Le directeur financier du réseau social, Dave Wehner, a déclaré que le groupe américain avait décidé de mettre en place une structure de vente locale dans les pays où il possédait déjà un bureau commercial.

« En termes simples, cela signifie que le chiffre d’affaires publicitaire généré par nos équipes locales ne sera plus enregistré par notre siège social à Dublin, mais le sera par la société locale du pays en question », écrit-il dans un article publié sur un blog du réseau social.

« Nous pensons que ce transfert vers une structure de vente locale permettra plus de transparence, comme l’ont demandé les gouvernements et les législateurs à travers le monde, qui souhaitent une plus grande visibilité sur le chiffre d’affaires réalisé dans leur pays », a-t-il déclaré.

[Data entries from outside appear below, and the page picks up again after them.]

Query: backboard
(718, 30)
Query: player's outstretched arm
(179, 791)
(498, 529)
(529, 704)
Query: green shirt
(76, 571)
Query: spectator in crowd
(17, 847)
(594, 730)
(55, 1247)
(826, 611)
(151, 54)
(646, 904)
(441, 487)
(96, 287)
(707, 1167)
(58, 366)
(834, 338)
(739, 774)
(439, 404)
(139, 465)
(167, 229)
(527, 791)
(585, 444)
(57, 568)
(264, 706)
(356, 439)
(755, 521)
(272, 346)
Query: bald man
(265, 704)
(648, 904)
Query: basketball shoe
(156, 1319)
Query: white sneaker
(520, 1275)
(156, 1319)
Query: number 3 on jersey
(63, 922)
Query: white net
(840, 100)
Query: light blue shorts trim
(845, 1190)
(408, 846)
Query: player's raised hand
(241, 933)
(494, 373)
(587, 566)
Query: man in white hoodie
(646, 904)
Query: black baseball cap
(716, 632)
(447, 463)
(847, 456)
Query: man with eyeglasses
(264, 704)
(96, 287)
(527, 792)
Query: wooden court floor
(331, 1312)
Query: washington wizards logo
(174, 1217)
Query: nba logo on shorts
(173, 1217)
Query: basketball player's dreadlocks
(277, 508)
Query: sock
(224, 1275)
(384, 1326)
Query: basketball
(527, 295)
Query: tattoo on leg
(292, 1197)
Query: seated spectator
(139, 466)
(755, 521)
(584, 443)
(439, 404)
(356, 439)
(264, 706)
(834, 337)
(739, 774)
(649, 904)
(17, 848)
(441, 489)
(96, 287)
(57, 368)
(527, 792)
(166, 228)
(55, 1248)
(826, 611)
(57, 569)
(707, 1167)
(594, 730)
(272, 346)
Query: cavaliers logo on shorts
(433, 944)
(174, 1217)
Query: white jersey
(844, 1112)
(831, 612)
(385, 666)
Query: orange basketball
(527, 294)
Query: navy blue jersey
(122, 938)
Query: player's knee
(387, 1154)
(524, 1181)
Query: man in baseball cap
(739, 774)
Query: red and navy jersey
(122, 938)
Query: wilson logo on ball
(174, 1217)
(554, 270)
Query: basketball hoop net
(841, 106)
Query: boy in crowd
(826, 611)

Les GAFA dans le viseur de Bruxelles

La Commission européenne cherche à établir de nouvelles règles afin de mieux taxer les géants du numérique opérant sur le sol européen et entend faire des propositions dans ce sens dès 2018. L’exécutif européen leur reproche de payer trop peu d’impôts dans des pays à faible fiscalité, comme l’Irlande ou le Luxembourg, où leurs sièges sociaux européens sont installés.

L’exécutif européen envisage notamment d’augmenter l’imposition sur les revenus publicitaires des géants du numérique, de les taxer sur la base du chiffre d’affaires réalisé dans chaque pays ou encore d’imposer les transactions électroniques.